Videos show what appear to be unidentified flying objects

The Pentagon has officially released three short videos showing "unidentified aerial phenomena" that had previously been released by a private company.

The videos show what appear to be unidentified flying objects rapidly moving while recorded by infrared cameras. Two of the videos contain service members reacting in awe at how quickly the objects are moving. One voice speculates that it could be a drone.

The Navy previously acknowledged the veracity of the videos in September of last year. They are officially releasing them now, "in order to clear up any misconceptions by the public on whether or not the footage that has been circulating was real, or whether or not there is more to the videos," according to Pentagon spokesperson Sue Gough.

"After a thorough review, the department has determined that the authorized release of these unclassified videos does not reveal any sensitive capabilities or systems," said Gough in a statement, "and does not impinge on any subsequent investigations of military air space incursions by unidentified aerial phenomena."

The Navy now has formal guidelines for how its pilots can report when they believe they have seen possible UFO's.

The Navy videos were first released between December 2017 and March 2018 by To The Stars Academy of Arts & Sciences, a company co-founded by former Blink-182 musician Tom DeLonge that says it studies information about unidentified aerial phenomena.
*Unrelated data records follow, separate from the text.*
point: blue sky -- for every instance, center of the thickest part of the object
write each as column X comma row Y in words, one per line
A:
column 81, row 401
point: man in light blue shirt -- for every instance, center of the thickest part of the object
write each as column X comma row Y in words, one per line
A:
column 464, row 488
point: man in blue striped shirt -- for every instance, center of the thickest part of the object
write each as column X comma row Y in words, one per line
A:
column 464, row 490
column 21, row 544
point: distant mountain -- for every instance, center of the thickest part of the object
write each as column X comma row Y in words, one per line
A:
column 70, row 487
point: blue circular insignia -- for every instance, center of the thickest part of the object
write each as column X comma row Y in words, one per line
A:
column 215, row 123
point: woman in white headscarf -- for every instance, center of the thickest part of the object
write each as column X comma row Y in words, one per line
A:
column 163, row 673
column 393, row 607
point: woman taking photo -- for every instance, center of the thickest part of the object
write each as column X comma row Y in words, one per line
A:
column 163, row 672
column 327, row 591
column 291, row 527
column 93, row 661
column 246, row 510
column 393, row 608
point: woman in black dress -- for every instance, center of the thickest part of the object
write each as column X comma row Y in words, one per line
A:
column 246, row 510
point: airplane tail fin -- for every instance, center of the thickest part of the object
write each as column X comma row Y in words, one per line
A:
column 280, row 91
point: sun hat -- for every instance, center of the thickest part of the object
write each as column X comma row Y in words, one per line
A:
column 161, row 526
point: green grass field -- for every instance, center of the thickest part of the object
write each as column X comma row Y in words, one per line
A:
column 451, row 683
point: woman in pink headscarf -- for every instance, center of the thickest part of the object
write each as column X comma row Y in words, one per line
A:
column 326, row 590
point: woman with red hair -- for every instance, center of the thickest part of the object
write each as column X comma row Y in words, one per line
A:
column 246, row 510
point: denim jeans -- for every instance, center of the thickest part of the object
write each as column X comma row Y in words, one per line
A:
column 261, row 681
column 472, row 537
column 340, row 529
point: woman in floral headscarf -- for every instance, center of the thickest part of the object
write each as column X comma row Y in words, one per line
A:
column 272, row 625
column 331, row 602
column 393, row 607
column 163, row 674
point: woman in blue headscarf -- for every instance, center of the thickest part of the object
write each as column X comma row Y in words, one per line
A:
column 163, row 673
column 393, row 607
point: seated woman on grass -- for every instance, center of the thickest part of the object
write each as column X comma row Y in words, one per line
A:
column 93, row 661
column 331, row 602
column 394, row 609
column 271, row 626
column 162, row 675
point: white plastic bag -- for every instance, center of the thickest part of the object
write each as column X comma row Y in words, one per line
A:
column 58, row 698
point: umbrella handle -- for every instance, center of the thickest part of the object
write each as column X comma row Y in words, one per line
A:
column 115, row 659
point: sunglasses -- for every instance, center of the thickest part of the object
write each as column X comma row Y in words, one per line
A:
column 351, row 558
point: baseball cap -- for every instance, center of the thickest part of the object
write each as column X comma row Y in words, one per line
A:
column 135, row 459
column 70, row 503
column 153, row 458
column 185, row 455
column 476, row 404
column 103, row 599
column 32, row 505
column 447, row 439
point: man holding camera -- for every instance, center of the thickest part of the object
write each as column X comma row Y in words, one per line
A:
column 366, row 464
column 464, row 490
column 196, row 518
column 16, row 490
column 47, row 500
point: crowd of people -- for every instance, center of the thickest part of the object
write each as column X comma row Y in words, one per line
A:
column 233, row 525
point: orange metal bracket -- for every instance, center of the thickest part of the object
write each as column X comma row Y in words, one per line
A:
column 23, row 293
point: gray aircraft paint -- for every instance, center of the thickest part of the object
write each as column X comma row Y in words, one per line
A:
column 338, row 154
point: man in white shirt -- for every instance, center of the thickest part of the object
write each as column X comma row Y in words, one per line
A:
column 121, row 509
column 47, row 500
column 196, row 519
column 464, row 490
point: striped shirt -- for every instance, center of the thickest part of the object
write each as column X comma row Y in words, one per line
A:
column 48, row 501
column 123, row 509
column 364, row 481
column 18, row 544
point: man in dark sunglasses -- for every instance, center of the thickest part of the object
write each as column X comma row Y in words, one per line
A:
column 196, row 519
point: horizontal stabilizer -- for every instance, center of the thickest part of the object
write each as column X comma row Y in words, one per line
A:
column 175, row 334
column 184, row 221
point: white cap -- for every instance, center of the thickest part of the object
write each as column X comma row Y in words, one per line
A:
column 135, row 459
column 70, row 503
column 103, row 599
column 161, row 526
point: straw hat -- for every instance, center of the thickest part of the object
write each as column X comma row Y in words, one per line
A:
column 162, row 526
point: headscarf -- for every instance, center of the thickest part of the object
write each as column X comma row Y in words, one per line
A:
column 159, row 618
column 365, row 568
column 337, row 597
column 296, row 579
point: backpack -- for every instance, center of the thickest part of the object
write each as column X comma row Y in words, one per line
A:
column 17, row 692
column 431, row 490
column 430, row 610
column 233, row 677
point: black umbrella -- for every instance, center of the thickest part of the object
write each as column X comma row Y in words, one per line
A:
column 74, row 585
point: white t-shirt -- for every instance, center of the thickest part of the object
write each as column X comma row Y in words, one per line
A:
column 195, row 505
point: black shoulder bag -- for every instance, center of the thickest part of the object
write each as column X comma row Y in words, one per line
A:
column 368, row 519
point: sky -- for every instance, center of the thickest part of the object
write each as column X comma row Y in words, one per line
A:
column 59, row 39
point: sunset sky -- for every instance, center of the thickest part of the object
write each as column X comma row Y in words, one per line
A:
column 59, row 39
In 2017, one of the pilots who saw one of the unidentified objects in 2004 told CNN that it moved in ways he couldn't explain.

"As I got close to it ... it rapidly accelerated to the south, and disappeared in less than two seconds," said retired US Navy pilot David Fravor. "This was extremely abrupt, like a ping pong ball, bouncing off a wall. It would hit and go the other way."

The Pentagon has previously studied recordings of aerial encounters with unknown objects as part of a since-shuttered classified program that was launched at the behest of former Sen. Harry Reid of Nevada. The program was launched in 2007 and ended in 2012, according to the Pentagon, because they assessed that there were higher priorities that needed funding.

Nevertheless, Luis Elizondo, the former head of the classified program, told CNN in 2017 that he personally believes "there is very compelling evidence that we may not be alone."

"These aircraft -- we'll call them aircraft -- are displaying characteristics that are not currently within the US inventory nor in any foreign inventory that we are aware of," Elizondo said of objects they researched. He says he resigned from the Defense Department in 2017 in protest over the secrecy surrounding the program and the internal opposition to funding it.

Reid tweeted Monday that he was "glad" the Pentagon officially released the videos, but that "it only scratches the surface of research and materials available. The U.S. needs to take a serious, scientific look at this and any potential national security implications."

And some members of Congress are still interested in the issue, with senators receiving a classified briefing from Navy officials on unidentified aircraft last summer.

“If pilots at Oceana or elsewhere are reporting flight hazards that interfere with training or put them at risk, then Senator Warner wants answers. It doesn’t matter if it’s weather balloons, little green men, or something else entirely — we can’t ask our pilots to put their lives at risk unnecessarily,” Rachel Cohen, spokeswoman for Democratic Virginia Sen. Mark Warner, told CNN at the time.